Has this ever happened to you? You're working in Jira, maybe doing something like running an Integrity check, and WHAM, after loading for a while the page just stops and gives you an error.
Well, maybe it's not this exact screen. If you get a generic 504 or 50x black text on a white background, it's time to think about customizing your reverse proxy's error page. (you are using a reverse proxy, right?) But that's a post for another day!
Today we're looking at why you hit that error page. Timeouts! By default, nginx and Apache will stop trying to connect to Jira if it doesn't finish responding to a request in 30 seconds. Normally this would be fine, because normal pages only take a few seconds at most to load.
But say you're doing something like running the Integrity Checker on a large instance. That single page could take several minutes to load, because it takes a long time for the Integrity Checker to execute! Once it hits 30 seconds of waiting, your reverse proxy is going to give up and return an error to you instead of continuing to wait for Jira. Oh no! If you want to get the results from the Integrity Checker, you're going to need to open up your reverse proxy configuration and increase that limit. nginx is my proxy of choice, so check out the Apache documentation or your own relevant proxy if you're using something else.
In the configuration for our instance, I've tweaked the default timeout to 60 seconds (some people insist on loading filters with large pagination - we'll get to that in a minute) and provided explanations for the values in comments so future administrators will be informed. Feel free to copy this straight in:
# The read timeout is the primary "how long will I see a white screen before I get an 500 error message from nginx" - see these values:
# Application restart - set to 5s (will show people an error message sooner instead of an eternally-loading whitescreen) - note this isn't useful after Jira 7.2 because Jira includes its own "starting up" page
# Normal operation - 60s
# If you need to use the Integrity Checker - 500s
Now about those large filters! Have you ever had a bulk change with a lot of issues time out on you? Had to try the bulk change again with smaller amounts of issues? That read timeout is actually coming to your assistance here!
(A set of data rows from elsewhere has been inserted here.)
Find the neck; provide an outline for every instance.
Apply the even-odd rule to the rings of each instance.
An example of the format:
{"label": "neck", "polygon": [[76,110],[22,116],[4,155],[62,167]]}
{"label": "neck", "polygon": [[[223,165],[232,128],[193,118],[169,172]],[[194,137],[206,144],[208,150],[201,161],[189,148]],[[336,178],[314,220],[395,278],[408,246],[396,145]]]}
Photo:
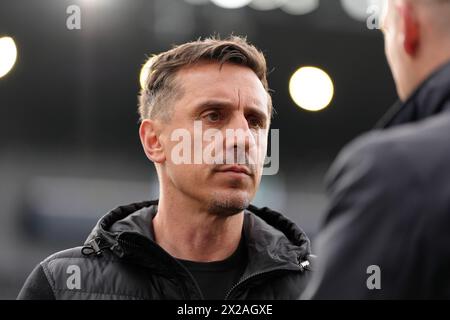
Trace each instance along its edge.
{"label": "neck", "polygon": [[450,62],[450,45],[446,42],[441,42],[439,46],[433,46],[432,50],[428,50],[426,55],[421,57],[421,63],[416,67],[417,74],[411,79],[415,79],[410,85],[409,95],[419,87],[430,75],[437,71],[439,68]]}
{"label": "neck", "polygon": [[193,199],[160,193],[155,241],[175,258],[210,262],[229,257],[241,239],[244,213],[220,216]]}

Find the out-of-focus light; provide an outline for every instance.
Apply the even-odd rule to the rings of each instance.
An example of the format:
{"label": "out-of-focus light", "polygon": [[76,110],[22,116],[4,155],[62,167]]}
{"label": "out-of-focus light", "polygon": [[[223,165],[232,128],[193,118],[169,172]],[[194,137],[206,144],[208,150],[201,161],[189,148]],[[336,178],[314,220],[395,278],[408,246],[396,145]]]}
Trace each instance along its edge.
{"label": "out-of-focus light", "polygon": [[249,7],[256,10],[273,10],[279,8],[287,0],[252,0]]}
{"label": "out-of-focus light", "polygon": [[283,11],[295,15],[308,14],[318,7],[319,0],[285,0],[281,5]]}
{"label": "out-of-focus light", "polygon": [[341,5],[353,19],[365,21],[368,17],[367,8],[370,5],[368,0],[341,0]]}
{"label": "out-of-focus light", "polygon": [[150,70],[152,68],[153,59],[154,57],[151,57],[147,60],[147,62],[144,63],[144,65],[141,68],[141,72],[139,73],[139,84],[141,85],[141,89],[145,88],[145,84],[147,82],[147,78],[150,75]]}
{"label": "out-of-focus light", "polygon": [[252,0],[211,0],[216,6],[225,9],[237,9],[248,5]]}
{"label": "out-of-focus light", "polygon": [[184,0],[185,2],[193,5],[202,5],[207,4],[209,0]]}
{"label": "out-of-focus light", "polygon": [[17,59],[17,47],[13,38],[0,38],[0,78],[14,67]]}
{"label": "out-of-focus light", "polygon": [[326,108],[333,99],[333,81],[322,69],[302,67],[292,75],[289,93],[300,108],[319,111]]}

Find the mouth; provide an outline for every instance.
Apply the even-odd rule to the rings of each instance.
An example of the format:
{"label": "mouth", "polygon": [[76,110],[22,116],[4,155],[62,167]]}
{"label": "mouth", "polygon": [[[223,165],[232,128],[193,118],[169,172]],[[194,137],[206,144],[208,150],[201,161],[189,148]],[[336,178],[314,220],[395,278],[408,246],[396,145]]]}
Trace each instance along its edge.
{"label": "mouth", "polygon": [[217,170],[218,172],[222,173],[230,173],[230,174],[240,174],[240,175],[247,175],[251,176],[252,173],[249,168],[242,165],[229,165],[229,166],[223,166]]}

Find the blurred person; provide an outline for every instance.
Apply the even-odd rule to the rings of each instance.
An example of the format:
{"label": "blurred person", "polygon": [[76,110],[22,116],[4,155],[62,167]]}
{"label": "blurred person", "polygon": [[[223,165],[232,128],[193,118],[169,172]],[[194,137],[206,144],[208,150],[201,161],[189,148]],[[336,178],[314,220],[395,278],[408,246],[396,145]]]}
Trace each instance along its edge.
{"label": "blurred person", "polygon": [[[18,299],[297,298],[311,273],[307,236],[282,214],[250,205],[263,162],[248,158],[251,150],[265,156],[272,114],[263,54],[230,37],[151,59],[139,135],[156,167],[159,201],[107,213],[84,247],[41,262]],[[196,153],[196,123],[223,136],[247,133],[243,148],[234,137],[218,141],[245,161],[180,162],[173,135],[189,136],[183,156]]]}
{"label": "blurred person", "polygon": [[389,1],[382,31],[400,103],[331,166],[302,298],[450,298],[450,1]]}

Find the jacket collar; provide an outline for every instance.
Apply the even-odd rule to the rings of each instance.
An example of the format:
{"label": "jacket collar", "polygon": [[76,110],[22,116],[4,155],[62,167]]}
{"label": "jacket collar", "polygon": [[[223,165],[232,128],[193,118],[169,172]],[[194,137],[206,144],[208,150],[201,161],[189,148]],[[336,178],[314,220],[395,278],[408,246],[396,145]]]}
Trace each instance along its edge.
{"label": "jacket collar", "polygon": [[404,102],[396,104],[377,123],[376,129],[416,122],[450,109],[450,62],[433,72]]}
{"label": "jacket collar", "polygon": [[[169,254],[154,242],[151,220],[157,212],[157,204],[157,200],[145,201],[110,211],[98,221],[86,246],[91,248],[94,244],[99,252],[111,249],[119,257],[135,259],[148,257],[148,250],[151,250],[159,254],[159,259],[150,262],[155,267],[170,260]],[[277,268],[299,270],[302,269],[300,263],[310,255],[310,241],[305,233],[282,214],[268,208],[248,207],[244,236],[249,254],[246,274]],[[145,250],[136,249],[143,247]]]}

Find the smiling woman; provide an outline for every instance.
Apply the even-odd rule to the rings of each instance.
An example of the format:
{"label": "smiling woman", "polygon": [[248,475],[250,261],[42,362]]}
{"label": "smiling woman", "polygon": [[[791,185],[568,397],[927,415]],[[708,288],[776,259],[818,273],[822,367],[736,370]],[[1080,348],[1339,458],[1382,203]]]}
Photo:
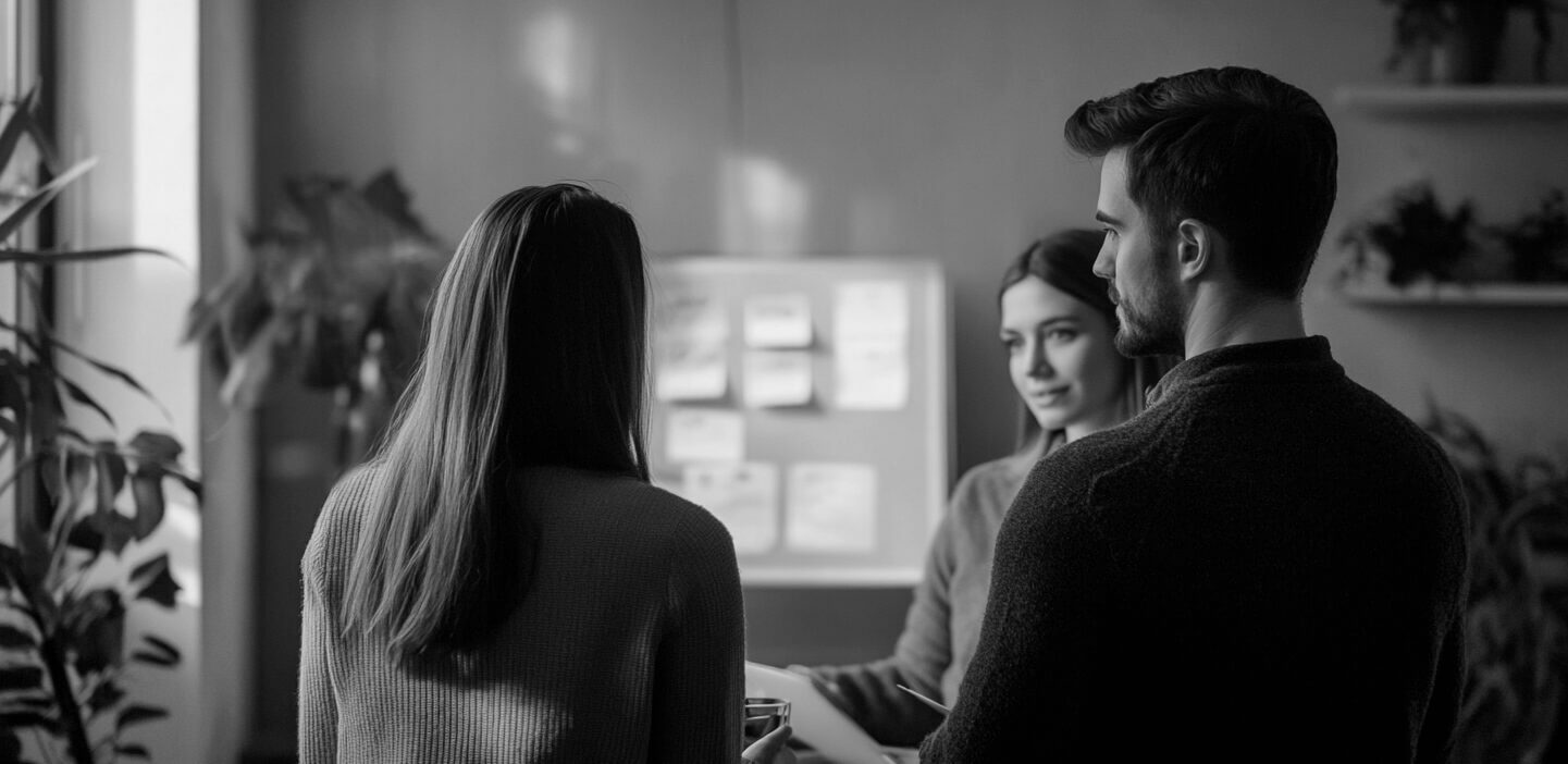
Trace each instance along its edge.
{"label": "smiling woman", "polygon": [[1057,232],[1032,243],[1002,276],[999,333],[1024,402],[1021,446],[958,482],[894,654],[800,668],[878,742],[914,745],[941,723],[900,684],[942,703],[958,697],[980,638],[996,535],[1029,471],[1068,441],[1135,416],[1145,391],[1170,369],[1163,358],[1116,353],[1115,304],[1091,270],[1101,242],[1098,231]]}

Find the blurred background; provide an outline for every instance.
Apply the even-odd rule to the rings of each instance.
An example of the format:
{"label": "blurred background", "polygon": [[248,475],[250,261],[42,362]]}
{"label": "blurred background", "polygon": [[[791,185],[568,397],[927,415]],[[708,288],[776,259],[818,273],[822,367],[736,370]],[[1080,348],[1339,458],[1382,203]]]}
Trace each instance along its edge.
{"label": "blurred background", "polygon": [[[1098,163],[1063,144],[1066,116],[1159,75],[1259,67],[1316,96],[1339,132],[1308,329],[1411,417],[1436,405],[1472,424],[1502,472],[1540,460],[1560,475],[1568,221],[1551,195],[1568,185],[1568,14],[1540,9],[1555,35],[1538,50],[1537,3],[1512,3],[1488,82],[1465,83],[1475,77],[1441,35],[1397,24],[1424,5],[1443,3],[5,0],[9,108],[41,83],[39,124],[63,162],[99,160],[19,235],[171,256],[58,265],[38,281],[61,337],[166,408],[114,380],[89,386],[114,431],[172,433],[204,483],[199,513],[171,493],[125,557],[166,549],[182,587],[172,607],[132,609],[129,638],[155,634],[179,660],[127,673],[127,692],[168,715],[125,740],[154,761],[289,761],[299,554],[397,381],[395,311],[358,315],[351,337],[312,325],[304,345],[252,356],[245,340],[265,320],[240,320],[235,337],[243,309],[223,298],[234,284],[265,292],[257,262],[284,262],[299,237],[340,243],[321,234],[337,220],[364,245],[354,257],[392,254],[309,276],[328,279],[315,298],[334,300],[339,275],[375,282],[376,306],[397,303],[519,185],[591,184],[632,212],[654,262],[936,264],[946,489],[1014,444],[996,342],[1002,268],[1040,235],[1094,227]],[[27,276],[6,278],[3,307],[27,312]],[[230,344],[224,362],[180,342],[191,304],[229,311],[207,325]],[[379,339],[361,345],[368,334]],[[348,361],[312,377],[278,348]],[[748,657],[884,656],[909,584],[748,585]],[[1560,676],[1552,656],[1543,665]],[[1532,712],[1555,720],[1557,690],[1530,687]]]}

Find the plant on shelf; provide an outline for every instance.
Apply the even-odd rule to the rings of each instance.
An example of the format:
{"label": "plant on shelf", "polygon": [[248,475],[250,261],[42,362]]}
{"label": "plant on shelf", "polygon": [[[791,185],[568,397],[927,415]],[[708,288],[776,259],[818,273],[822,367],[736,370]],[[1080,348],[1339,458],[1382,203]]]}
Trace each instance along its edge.
{"label": "plant on shelf", "polygon": [[1396,287],[1416,281],[1455,281],[1460,265],[1475,251],[1474,209],[1469,201],[1452,212],[1438,201],[1432,184],[1417,182],[1394,191],[1381,218],[1353,223],[1339,237],[1350,248],[1341,281],[1355,281],[1377,270],[1374,253],[1388,270],[1383,278]]}
{"label": "plant on shelf", "polygon": [[256,406],[290,375],[332,392],[343,471],[408,383],[447,251],[390,169],[364,188],[306,177],[284,191],[271,223],[248,237],[249,260],[191,304],[185,340],[202,344],[232,406]]}
{"label": "plant on shelf", "polygon": [[1543,549],[1568,552],[1568,463],[1530,455],[1510,469],[1474,424],[1428,411],[1425,428],[1469,502],[1469,681],[1454,761],[1537,764],[1557,731],[1568,668],[1568,613],[1540,573]]}
{"label": "plant on shelf", "polygon": [[1568,282],[1568,202],[1552,188],[1541,206],[1510,226],[1490,226],[1512,254],[1510,276],[1521,282]]}
{"label": "plant on shelf", "polygon": [[1449,210],[1432,184],[1417,182],[1394,191],[1380,216],[1352,223],[1339,243],[1348,249],[1341,286],[1568,284],[1568,202],[1560,188],[1515,223],[1482,224],[1468,199]]}
{"label": "plant on shelf", "polygon": [[1485,83],[1496,75],[1508,14],[1529,11],[1535,27],[1534,74],[1546,80],[1546,53],[1552,39],[1551,0],[1381,0],[1394,6],[1394,50],[1386,67],[1416,64],[1421,83]]}
{"label": "plant on shelf", "polygon": [[122,734],[168,712],[135,701],[127,679],[138,665],[174,667],[180,653],[152,634],[127,634],[127,613],[146,604],[174,609],[180,587],[168,554],[138,541],[162,524],[168,483],[196,497],[199,485],[182,471],[180,444],[166,433],[140,431],[124,442],[83,435],[78,414],[110,430],[114,420],[61,369],[61,356],[151,395],[124,370],[61,342],[39,306],[47,268],[163,253],[19,243],[24,226],[93,163],[58,169],[38,104],[34,88],[0,129],[5,177],[22,184],[31,166],[53,177],[0,199],[0,265],[25,297],[24,315],[0,318],[14,339],[0,347],[0,455],[9,469],[0,474],[0,497],[16,521],[13,543],[0,543],[0,761],[22,761],[24,744],[49,761],[60,761],[56,753],[75,764],[146,759],[147,748]]}

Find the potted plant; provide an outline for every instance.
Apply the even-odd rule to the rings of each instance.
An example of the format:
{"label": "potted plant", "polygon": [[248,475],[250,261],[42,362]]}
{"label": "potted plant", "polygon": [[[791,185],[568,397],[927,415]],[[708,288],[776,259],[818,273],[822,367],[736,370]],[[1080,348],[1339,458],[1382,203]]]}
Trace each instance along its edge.
{"label": "potted plant", "polygon": [[1543,554],[1568,554],[1568,464],[1534,455],[1508,467],[1469,420],[1428,411],[1425,428],[1469,502],[1469,681],[1455,761],[1537,764],[1557,733],[1568,668],[1568,620],[1541,574]]}
{"label": "potted plant", "polygon": [[1486,229],[1512,254],[1510,276],[1521,282],[1568,282],[1568,199],[1552,188],[1540,207],[1512,224]]}
{"label": "potted plant", "polygon": [[[34,88],[0,129],[0,171],[20,177],[24,147],[53,180],[24,188],[0,204],[0,265],[42,304],[39,268],[130,254],[135,246],[38,249],[17,234],[55,196],[86,173],[91,160],[60,169],[38,118]],[[50,329],[34,311],[0,318],[14,345],[0,347],[0,497],[13,502],[14,543],[0,543],[0,761],[22,761],[24,744],[75,764],[147,758],[127,740],[133,725],[168,715],[135,701],[127,678],[136,667],[168,668],[179,649],[157,635],[127,638],[127,612],[155,604],[172,609],[179,584],[166,554],[147,554],[146,540],[165,516],[168,483],[199,497],[179,464],[180,444],[166,433],[140,431],[129,441],[89,439],[80,417],[113,416],[56,364],[85,361],[97,373],[147,394],[129,373],[89,358]],[[149,395],[151,397],[151,395]]]}
{"label": "potted plant", "polygon": [[1449,210],[1432,184],[1403,187],[1389,198],[1383,216],[1356,221],[1341,234],[1350,259],[1339,279],[1364,279],[1383,265],[1381,276],[1394,287],[1461,281],[1463,265],[1477,251],[1474,220],[1468,199]]}
{"label": "potted plant", "polygon": [[390,169],[362,188],[315,176],[284,190],[248,237],[251,259],[191,304],[185,340],[204,347],[229,405],[257,405],[284,377],[329,391],[342,471],[408,383],[447,249]]}
{"label": "potted plant", "polygon": [[1497,53],[1515,9],[1530,13],[1535,27],[1534,72],[1546,80],[1551,14],[1562,13],[1551,0],[1383,0],[1394,6],[1394,50],[1386,67],[1416,64],[1422,85],[1486,83],[1497,67]]}

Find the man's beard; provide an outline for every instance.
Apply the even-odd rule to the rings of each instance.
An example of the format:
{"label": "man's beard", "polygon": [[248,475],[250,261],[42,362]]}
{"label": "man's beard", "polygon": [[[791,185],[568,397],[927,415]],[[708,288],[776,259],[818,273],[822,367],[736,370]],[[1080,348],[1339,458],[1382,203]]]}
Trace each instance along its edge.
{"label": "man's beard", "polygon": [[1174,286],[1156,281],[1148,295],[1148,309],[1134,307],[1126,297],[1118,301],[1116,351],[1127,358],[1181,358],[1185,355],[1185,322]]}

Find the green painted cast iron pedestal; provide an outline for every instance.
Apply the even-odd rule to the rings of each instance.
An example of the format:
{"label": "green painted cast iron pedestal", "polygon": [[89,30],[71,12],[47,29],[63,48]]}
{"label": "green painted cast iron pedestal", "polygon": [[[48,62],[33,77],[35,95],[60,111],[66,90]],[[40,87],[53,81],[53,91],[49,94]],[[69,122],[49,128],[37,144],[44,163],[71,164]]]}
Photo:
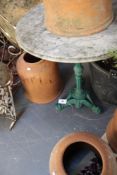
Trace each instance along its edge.
{"label": "green painted cast iron pedestal", "polygon": [[66,98],[66,104],[56,104],[56,109],[58,111],[63,110],[66,107],[75,106],[76,108],[81,108],[83,105],[90,108],[93,112],[99,114],[101,112],[100,108],[94,105],[89,94],[82,88],[82,74],[83,66],[78,63],[74,66],[74,73],[76,79],[76,87],[69,93]]}

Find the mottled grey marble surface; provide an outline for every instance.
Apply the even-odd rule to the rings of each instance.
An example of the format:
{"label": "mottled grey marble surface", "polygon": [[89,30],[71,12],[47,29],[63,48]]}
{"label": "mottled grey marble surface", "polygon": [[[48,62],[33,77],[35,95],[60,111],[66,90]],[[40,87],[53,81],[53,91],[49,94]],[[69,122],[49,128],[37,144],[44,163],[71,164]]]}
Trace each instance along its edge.
{"label": "mottled grey marble surface", "polygon": [[106,59],[109,51],[117,49],[117,1],[114,2],[115,19],[106,30],[71,38],[47,31],[43,4],[38,5],[17,24],[17,41],[26,52],[46,60],[83,63]]}

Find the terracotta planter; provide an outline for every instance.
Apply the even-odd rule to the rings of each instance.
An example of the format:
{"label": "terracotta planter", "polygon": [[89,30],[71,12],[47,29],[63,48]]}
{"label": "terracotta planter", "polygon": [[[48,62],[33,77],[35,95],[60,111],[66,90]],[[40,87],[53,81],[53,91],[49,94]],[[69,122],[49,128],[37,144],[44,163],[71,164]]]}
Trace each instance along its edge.
{"label": "terracotta planter", "polygon": [[117,110],[107,126],[106,135],[109,145],[117,154]]}
{"label": "terracotta planter", "polygon": [[[70,166],[69,160],[73,154],[78,155],[78,153],[85,151],[83,148],[87,147],[93,150],[101,159],[101,175],[117,174],[116,160],[109,146],[93,134],[86,132],[70,134],[56,144],[50,156],[50,174],[71,175],[72,173],[67,171],[65,164],[68,163],[67,165]],[[79,159],[82,160],[81,156]],[[78,162],[74,161],[74,164],[78,168]],[[73,174],[76,175],[77,172]]]}
{"label": "terracotta planter", "polygon": [[112,0],[43,0],[45,25],[63,36],[90,35],[104,30],[113,19]]}
{"label": "terracotta planter", "polygon": [[17,72],[25,88],[26,97],[34,103],[49,103],[62,90],[58,64],[22,54],[17,61]]}

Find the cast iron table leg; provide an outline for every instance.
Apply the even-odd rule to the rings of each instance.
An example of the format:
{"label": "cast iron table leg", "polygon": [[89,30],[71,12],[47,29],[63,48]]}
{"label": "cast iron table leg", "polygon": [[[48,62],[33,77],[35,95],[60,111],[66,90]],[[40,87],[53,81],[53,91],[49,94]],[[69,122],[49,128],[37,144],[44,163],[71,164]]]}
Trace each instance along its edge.
{"label": "cast iron table leg", "polygon": [[99,114],[101,112],[100,108],[93,103],[90,95],[82,88],[83,66],[80,63],[75,64],[74,74],[76,79],[76,87],[67,96],[66,104],[57,103],[56,109],[61,111],[64,108],[73,105],[79,109],[84,105],[90,108],[93,112]]}

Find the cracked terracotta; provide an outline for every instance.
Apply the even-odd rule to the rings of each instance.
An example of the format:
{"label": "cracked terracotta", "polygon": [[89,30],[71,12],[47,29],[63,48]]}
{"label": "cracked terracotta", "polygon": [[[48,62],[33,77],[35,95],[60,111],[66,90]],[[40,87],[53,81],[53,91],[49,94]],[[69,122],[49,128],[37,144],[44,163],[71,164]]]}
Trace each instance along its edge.
{"label": "cracked terracotta", "polygon": [[112,0],[43,0],[45,26],[63,36],[82,36],[104,30],[113,19]]}
{"label": "cracked terracotta", "polygon": [[[54,147],[50,156],[51,175],[69,175],[63,164],[63,157],[66,150],[73,144],[88,144],[96,151],[102,160],[101,175],[116,175],[116,160],[110,147],[100,138],[87,132],[72,133],[63,137]],[[82,147],[81,147],[82,148]],[[82,151],[82,150],[80,150]],[[108,168],[107,168],[108,167]]]}
{"label": "cracked terracotta", "polygon": [[17,61],[17,72],[30,101],[49,103],[60,95],[62,80],[57,63],[26,53]]}

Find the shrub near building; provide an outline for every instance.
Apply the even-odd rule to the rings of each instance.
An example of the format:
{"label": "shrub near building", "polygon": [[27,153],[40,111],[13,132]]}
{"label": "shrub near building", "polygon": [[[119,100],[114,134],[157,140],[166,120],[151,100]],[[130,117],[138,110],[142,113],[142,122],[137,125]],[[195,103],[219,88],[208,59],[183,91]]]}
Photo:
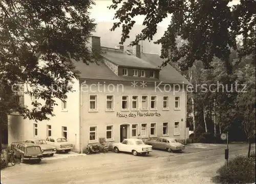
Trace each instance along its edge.
{"label": "shrub near building", "polygon": [[251,183],[255,182],[255,152],[250,157],[237,156],[228,162],[228,167],[223,166],[213,178],[218,183]]}

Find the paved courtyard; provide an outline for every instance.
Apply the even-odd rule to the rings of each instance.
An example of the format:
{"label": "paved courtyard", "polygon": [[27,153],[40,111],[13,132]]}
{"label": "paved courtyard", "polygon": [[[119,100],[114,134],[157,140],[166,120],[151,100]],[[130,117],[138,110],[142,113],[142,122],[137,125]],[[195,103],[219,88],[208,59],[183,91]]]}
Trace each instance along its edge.
{"label": "paved courtyard", "polygon": [[[146,156],[114,152],[56,154],[59,159],[46,158],[39,164],[8,167],[1,171],[1,181],[7,184],[211,183],[211,177],[225,163],[226,147],[203,146],[187,146],[181,153],[154,150]],[[232,157],[245,155],[247,145],[229,147]]]}

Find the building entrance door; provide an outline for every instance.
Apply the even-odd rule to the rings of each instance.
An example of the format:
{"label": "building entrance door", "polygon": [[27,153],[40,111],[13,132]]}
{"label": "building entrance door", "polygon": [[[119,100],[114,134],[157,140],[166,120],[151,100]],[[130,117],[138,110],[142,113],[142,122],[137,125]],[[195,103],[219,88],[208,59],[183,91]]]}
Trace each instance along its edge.
{"label": "building entrance door", "polygon": [[124,139],[127,139],[128,125],[123,125],[120,126],[120,142],[123,142]]}

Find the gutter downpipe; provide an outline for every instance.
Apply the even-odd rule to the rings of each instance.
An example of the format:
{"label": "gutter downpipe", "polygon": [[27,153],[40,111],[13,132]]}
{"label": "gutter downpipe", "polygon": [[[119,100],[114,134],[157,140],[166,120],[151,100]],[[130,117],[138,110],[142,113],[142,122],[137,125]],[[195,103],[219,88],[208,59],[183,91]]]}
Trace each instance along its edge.
{"label": "gutter downpipe", "polygon": [[[80,103],[81,103],[81,104],[80,105],[80,118],[81,118],[81,120],[80,120],[80,123],[81,123],[81,125],[80,125],[80,131],[81,131],[81,141],[80,141],[80,143],[81,143],[81,153],[82,154],[82,84],[83,83],[82,83],[81,84],[81,88],[80,88],[80,99],[81,99],[81,101],[80,101]],[[79,82],[79,85],[80,85],[80,82]]]}
{"label": "gutter downpipe", "polygon": [[[184,87],[183,87],[184,88]],[[185,145],[187,144],[187,139],[186,138],[186,132],[187,131],[187,88],[186,87],[186,91],[185,91],[185,119],[184,121],[185,126],[185,134],[184,134],[184,143]]]}

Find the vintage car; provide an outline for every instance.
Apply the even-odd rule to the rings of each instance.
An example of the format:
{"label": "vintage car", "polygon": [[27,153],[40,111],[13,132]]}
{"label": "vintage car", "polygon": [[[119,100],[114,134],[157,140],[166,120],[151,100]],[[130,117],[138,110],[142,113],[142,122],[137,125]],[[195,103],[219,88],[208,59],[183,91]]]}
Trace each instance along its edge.
{"label": "vintage car", "polygon": [[43,159],[40,146],[31,143],[18,143],[14,149],[14,155],[21,159],[22,163],[26,161],[35,161],[39,163]]}
{"label": "vintage car", "polygon": [[113,148],[116,153],[128,152],[135,156],[145,155],[153,151],[152,146],[145,145],[142,140],[137,139],[125,139],[121,143],[113,144]]}
{"label": "vintage car", "polygon": [[160,137],[157,140],[147,141],[145,143],[152,146],[153,149],[163,149],[168,152],[181,151],[185,149],[184,145],[169,137]]}
{"label": "vintage car", "polygon": [[69,143],[64,137],[48,137],[46,139],[47,144],[53,145],[56,149],[56,153],[65,151],[68,153],[73,148],[73,144]]}
{"label": "vintage car", "polygon": [[41,148],[42,154],[45,155],[53,156],[53,154],[56,153],[57,149],[55,146],[47,144],[46,140],[40,139],[31,139],[26,141],[26,143],[31,143],[35,144]]}

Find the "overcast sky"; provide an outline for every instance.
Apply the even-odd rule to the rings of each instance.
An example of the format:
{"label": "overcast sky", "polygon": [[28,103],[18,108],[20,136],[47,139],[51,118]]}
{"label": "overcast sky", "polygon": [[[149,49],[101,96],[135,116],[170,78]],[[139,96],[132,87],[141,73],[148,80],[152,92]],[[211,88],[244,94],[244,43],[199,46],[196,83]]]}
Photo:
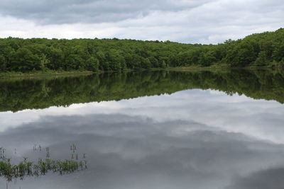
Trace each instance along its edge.
{"label": "overcast sky", "polygon": [[283,0],[1,0],[0,38],[217,43],[283,27]]}

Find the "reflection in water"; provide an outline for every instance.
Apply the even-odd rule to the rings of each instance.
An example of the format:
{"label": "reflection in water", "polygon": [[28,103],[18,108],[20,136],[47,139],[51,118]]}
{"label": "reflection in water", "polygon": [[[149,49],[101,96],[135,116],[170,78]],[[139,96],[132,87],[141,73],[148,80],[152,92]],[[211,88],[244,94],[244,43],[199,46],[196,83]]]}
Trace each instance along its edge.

Take a look at the search you're starting with, and see what columns are selected in List view:
The more columns that are selected, the more work Jira has to do during a bulk change to render all the items in those columns up to the max number of issues - maybe 1,000! If you're about to do a bulk change, save yourself some headache and uncheck everything except the Key, Issue Type, and Summary. You'll be amazed at how much faster the bulk change screens load, and you won't encounter issues with a timeout.